The story that proposes itself late in the game is Milo’s connection to a man named Rich (played by Modern Family’s Ty Burrell in a role that challenges those who choose to typecast him).  When old thoughts and ideas enter Milo’s head, he seeks out Rich.  Meanwhile, Maggie has a hard time staying committed to her elegant and awkward fiancee Lance (played by Luke Wilson), and finds herself giving into adulterous temptations.

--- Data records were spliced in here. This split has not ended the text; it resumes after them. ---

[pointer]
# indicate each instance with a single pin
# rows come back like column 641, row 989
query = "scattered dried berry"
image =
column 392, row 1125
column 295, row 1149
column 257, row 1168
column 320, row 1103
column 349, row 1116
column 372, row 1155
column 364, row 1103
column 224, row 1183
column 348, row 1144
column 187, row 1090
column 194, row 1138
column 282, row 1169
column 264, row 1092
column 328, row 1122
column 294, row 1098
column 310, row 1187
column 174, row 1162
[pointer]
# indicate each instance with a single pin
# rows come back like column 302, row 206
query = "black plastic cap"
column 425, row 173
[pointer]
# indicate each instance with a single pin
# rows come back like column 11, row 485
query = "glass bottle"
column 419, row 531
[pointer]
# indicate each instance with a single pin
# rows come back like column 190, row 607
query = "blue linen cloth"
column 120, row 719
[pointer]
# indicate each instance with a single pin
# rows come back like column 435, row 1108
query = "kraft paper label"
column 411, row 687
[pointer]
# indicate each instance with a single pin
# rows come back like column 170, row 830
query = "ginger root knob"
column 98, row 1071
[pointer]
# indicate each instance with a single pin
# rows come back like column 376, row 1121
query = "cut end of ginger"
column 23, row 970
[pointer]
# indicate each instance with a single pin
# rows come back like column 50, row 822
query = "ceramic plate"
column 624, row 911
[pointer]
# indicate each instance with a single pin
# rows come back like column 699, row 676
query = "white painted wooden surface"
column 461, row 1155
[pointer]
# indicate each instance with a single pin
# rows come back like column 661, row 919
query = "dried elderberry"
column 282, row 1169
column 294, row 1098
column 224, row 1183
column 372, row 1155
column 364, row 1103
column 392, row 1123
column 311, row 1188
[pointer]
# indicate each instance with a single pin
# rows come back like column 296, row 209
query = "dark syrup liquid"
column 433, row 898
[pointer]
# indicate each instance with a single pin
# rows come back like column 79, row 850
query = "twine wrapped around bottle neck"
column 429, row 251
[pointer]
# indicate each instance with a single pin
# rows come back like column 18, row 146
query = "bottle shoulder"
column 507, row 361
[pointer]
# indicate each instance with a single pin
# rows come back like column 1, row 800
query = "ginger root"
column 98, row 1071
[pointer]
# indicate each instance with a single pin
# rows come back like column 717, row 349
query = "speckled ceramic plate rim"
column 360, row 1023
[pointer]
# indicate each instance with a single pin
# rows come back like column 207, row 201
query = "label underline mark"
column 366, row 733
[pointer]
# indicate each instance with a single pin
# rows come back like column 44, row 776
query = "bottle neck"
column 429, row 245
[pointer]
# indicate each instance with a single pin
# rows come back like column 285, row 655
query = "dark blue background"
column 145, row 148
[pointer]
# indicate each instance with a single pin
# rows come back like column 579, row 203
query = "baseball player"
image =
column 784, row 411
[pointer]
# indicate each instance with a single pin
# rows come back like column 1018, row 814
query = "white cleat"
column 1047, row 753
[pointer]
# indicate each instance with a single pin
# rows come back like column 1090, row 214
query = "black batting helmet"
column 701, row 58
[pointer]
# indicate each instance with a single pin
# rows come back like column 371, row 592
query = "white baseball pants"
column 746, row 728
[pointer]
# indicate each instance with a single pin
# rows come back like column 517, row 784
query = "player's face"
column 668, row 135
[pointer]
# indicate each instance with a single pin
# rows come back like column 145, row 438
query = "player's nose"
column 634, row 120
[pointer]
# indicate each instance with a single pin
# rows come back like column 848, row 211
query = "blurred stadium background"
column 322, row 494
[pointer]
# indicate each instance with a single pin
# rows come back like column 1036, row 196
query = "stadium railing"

You’re never bored watching The Skeleton Twins because the actors are able to keep us invested.  Most of the credit goes to Hader and Wiig’s terrific camaraderie and their ability to push themselves in a creative direction that additionally calls on them to dig deeper into their own empathetic behaviours.  The audience may find themselves irritated by Milo and Maggie, but those naysayers will certainly admit that the decisions and motivations are true to the characters.

Johnson has lots of memorable moments in his movie that allow his actors to improvise in order to find a scene’s sweet spot.  A giggly back-and-forth in a dentist’s office has Hader and Wiig freely joking around with each other, while we laugh at how comfortable they are in each others’ company.  Another highlight is when Milo serenades his sister with a lip sync rendition of Starship’s “Nothing’s Gonna Stop Us”.

Characters realize how screwed up they are and they embrace their flaws, but they understand the real challenge is figuring out how to move on.  There’s nothing concrete or substantial to The Skeleton Twins’ concluding scenes, suggesting that the chances of relapsing are foreseeable.  That ambiguous decision may bother movie goers who want the movie wrapped up in a billowy bow, but I believe everyone will agree it’s a fate that suits the dysfunction accordingly well.

The same can be said about the film itself.  The Skeleton Twins is as unique as Milo and Maggie.  And while the presentation may not be picture perfect, it’s bravely consistent to its one-of-a-kind identity.